The fifteenth issue (another artistic fill-in) did explore the time travel aspect more, but again took the lead characters out of focus and had them bickering at each other again in the background. A new main villain was introduced, but awkwardly so, and the following issue was a mess of dreams and nightmares that would prove to be a useless aside. After that, Terra squares off against mysterious elemental figures (again playing into the time-displaced theme of the series) only to be saved by a now tangible and superpowered Prestor Jon (which is never explained). Kilowatt is kidnapped by their new enemy, who will take his power with the grand idea of becoming ruler of the future.
For a handful of issues, the book actually trucks along on fairly firm ground, holding fast to it's time-travel theme, and introducing us to dozens of other Teamsters collected from varying dimensions. They all wind up squaring off against the bad man and triumphing, but not without tragedy, as the bulk of them are sucked into a vortex of death, never to return.
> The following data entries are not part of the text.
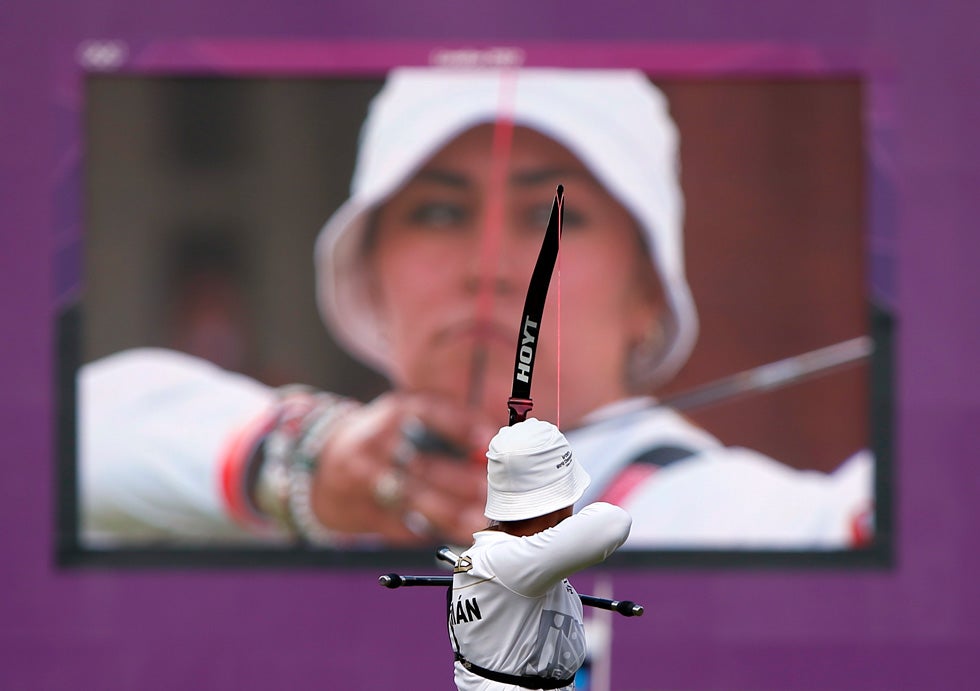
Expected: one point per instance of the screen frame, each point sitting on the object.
(368, 59)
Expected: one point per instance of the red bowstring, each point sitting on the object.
(503, 131)
(561, 205)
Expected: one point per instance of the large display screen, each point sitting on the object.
(301, 284)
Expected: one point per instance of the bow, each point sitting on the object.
(519, 404)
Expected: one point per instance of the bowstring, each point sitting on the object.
(500, 148)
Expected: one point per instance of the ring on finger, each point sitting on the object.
(389, 489)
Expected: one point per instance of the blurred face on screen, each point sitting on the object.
(452, 254)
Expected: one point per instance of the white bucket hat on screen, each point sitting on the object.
(615, 121)
(531, 472)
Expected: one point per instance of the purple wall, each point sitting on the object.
(912, 627)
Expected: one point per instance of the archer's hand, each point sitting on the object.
(377, 475)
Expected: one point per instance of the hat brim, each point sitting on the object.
(517, 506)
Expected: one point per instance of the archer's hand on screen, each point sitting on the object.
(405, 467)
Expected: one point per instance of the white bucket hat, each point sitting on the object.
(615, 121)
(531, 471)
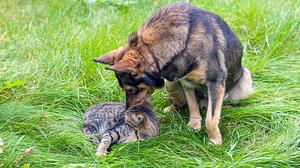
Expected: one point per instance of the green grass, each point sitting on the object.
(48, 80)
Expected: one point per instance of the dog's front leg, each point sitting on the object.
(195, 117)
(215, 99)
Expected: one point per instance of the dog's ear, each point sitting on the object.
(124, 67)
(105, 59)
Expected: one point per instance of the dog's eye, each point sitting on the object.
(131, 90)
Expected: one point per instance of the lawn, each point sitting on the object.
(48, 80)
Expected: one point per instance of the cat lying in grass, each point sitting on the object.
(110, 123)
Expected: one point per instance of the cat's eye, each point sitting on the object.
(139, 118)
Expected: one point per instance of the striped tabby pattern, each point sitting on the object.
(110, 123)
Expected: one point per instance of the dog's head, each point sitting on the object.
(135, 70)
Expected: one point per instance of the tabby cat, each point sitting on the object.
(110, 123)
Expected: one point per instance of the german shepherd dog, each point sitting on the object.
(198, 55)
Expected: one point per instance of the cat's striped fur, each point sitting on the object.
(110, 123)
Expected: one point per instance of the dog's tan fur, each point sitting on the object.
(195, 51)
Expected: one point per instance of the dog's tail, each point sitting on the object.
(243, 87)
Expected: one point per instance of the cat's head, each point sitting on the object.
(143, 119)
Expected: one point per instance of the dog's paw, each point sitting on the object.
(195, 124)
(101, 153)
(169, 109)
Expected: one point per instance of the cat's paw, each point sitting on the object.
(101, 153)
(195, 124)
(169, 109)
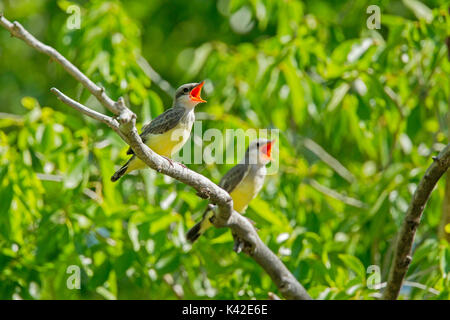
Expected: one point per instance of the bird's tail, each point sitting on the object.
(119, 173)
(196, 231)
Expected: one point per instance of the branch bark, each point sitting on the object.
(123, 123)
(402, 256)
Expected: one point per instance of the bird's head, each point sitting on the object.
(188, 95)
(260, 151)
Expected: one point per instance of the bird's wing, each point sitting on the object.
(162, 123)
(234, 176)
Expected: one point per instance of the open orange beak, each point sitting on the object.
(266, 149)
(195, 93)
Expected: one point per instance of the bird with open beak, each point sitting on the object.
(243, 182)
(168, 132)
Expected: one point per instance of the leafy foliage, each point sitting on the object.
(360, 113)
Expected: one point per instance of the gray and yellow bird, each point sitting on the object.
(168, 132)
(243, 182)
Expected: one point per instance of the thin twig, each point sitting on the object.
(402, 256)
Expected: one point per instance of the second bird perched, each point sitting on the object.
(243, 182)
(168, 132)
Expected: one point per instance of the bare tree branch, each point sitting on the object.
(402, 256)
(124, 124)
The rest of the remaining Teamsters are taken into government custody, divided up, and put under the charge of former Titans like Aqualad, Bumblebee and Flamebird.
Though badly paced at times, and Jensen and Jimenez still novices in the field, the book was starting to come together towards the end. They had a regular penciller in an equally rookie Terry Dodson (whose art at the time is horrendously primitive compared to his lavish work of today) and a sense of direction. But two issues of a go-nowhere plot involving a radioactive wasteland and mutated creatures left the writers with one issue to wrap things up before cancellation, and they didn't even try.

At that point, Zero Hour was upon us, the Teamsters weren't the only ones time displaced as the entire world found pioneers, cavemen and dinosaurs running amok amongst them. Essentially the finale stated "continued in Zero Hour". There was no sense of finality, but perhaps, in the end, cancellation was an apt euthanizing of this problematic and misdirected.
Over 24 issues, there were about 15 different artists on the series, and an equal number of dangling, unresolved plot threads. I also think there's something like a two characters introduced for every one page. When I first read this, I was a teenager and in love with the idea of creating new superheroes (making dozens upon dozens of my own) so seeing so many new figures was so immensely cool. But now, with a love of good storytelling firmly under my belt, I can see that a good series is not measured by the amount of spandex that populates it.
Even if the book had only one or two artists throughout its run, even if those artist were, say Phil Jimenez or Terry Dodson at the tops of their respective games instead of rookies early in their careers, it still wouldn't be enough to make up for a lack of character or story focus. Wolfman burned his bridges with any potential non-New Titans reader from the get-go, and never managed to achieve any sort of rhythm with his series. While I appreciate the effort Jensen and Jimenez put into trying to craft a much larger sense of direction, they were still way too new to pull it off to any great degree.
I remembered having so much fun with the Team Titans, but I was half as old as I am no, and immeasurably more naive. It's just not very good at all.